Proverbs 4; James 3:13-18
James Sledge June
21, 2015
Some
of you may be familiar with H. L. Mencken’s take on the Puritans. He wrote, “Puritanism:
The haunting fear that someone, somewhere, may be happy.” And just in case you
didn’t know it, Presbyterians are close theological relatives of Puritans.
Presbyterian was the name chosen by the Reformed Church in Scotland, while the
Reformed Christians in England were called Puritans.
People
of faith are known for a few “Thou shalt nots,” and I suspect most people
recognize the need for some of these. When we had the Deacons’ picnic a couple
of weeks ago, a group of us was talking about how the church was a great
location for the event except for the closeness to Broad Street. About that
time a soccer ball got loose and rolled into the street, a child close behind.

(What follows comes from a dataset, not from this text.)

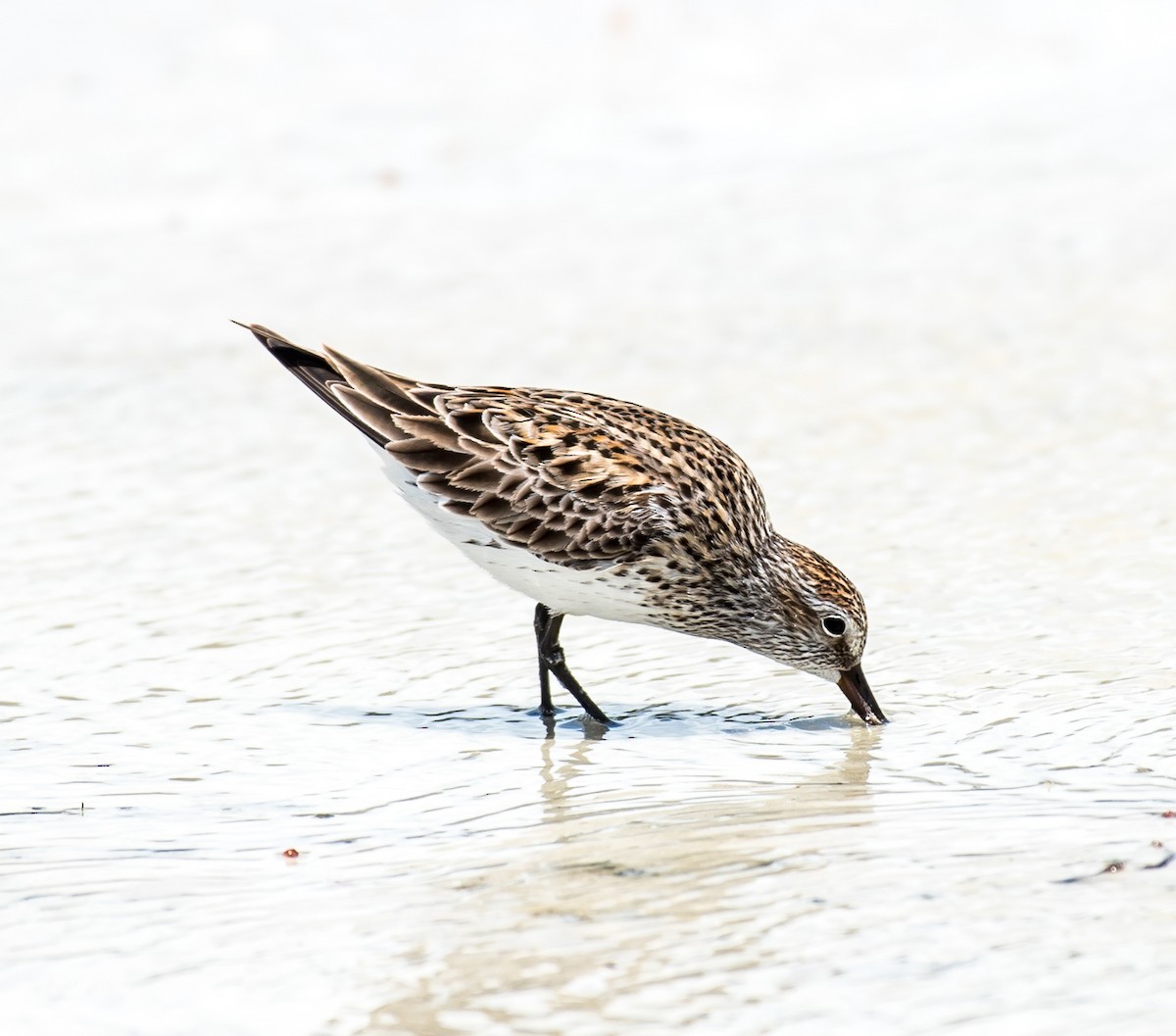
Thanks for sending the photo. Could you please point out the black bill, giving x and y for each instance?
(853, 686)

Immediately shouts of “Stop! Don’t go after it! Don’t go in the road!” came
from all over. A few, well-placed “thou shalt nots” are sometimes necessary.
Parents
usually know something about shalt nots and other prohibitions. Children may
disagree, but most parents don’t see their primary purpose as ensuring children
experience a healthy dose of unhappiness. “Yes, ice cream tastes great, but no,
you cannot eat it for breakfast, lunch, and supper. Yes, it would be wonderful
to be able to fly like Superman, but no, you may not tie a cape around your
neck and jump off the roof.”
Certain
prohibitions and shalt nots are essential to create some safe boundaries within
which a child can go about the business of figuring out how to be a reasonably
healthy, well-adjusted, contributing member of human society. But the rules are
not goals in and of themselves. They are simply a framework to help along the
way.
In
the weeks following Pentecost, we have been talking each Sunday about how the
Spirit equips us for life as followers of Jesus. The last two weeks we’ve
spoken of loving God and of loving neighbor. Many are familiar with the words
Jesus spoke about what is most important for walking in the way of God, how we
should love God with heart, mind and soul, and how we should love our neighbor
as ourselves. But what, exactly, does it mean to love others as we love
ourselves? Do we even know what it means to love ourselves?
Very
often, self love is understood as catering to my preferences, giving me what I
want. But as any parent can tell you, indulging wants and desires is far from a
foolproof guide to happiness. Eating ice cream all day long or jumping off the
roof turns out to have some real negative consequences. Parents who allow their
children to do such things might rightly be regarded as not loving those
children at all. Children, it seems, can have faulty ideas about loving
themselves, as can I.
How
many of you do things you wish you hadn’t, that you regret even as you do them,
that cause hurt to you or others in ways you never set out to do? Or have you
ever done something that you thought you really wanted to do, that you expected
to bring you great pleasure or joy, only to discover you felt terrible afterward?
I’ve
won arguments I wish I’d never had, triumphed in games or competitions that
should have simply been “for fun,” bought something I really, really wanted that
I almost never used, managed to get my way and then spent most of the time
wishing I’d done what others had wanted to do. And I’ve had lots of close calls
where I narrowly avoided these and worse.
Our
culture spends a great deal of time telling us that the key to happiness and
contentment, to filling that hole most all of us occasionally experience deep
in our souls, is to indulge wants, desires, and fantasies. Never mind the cost.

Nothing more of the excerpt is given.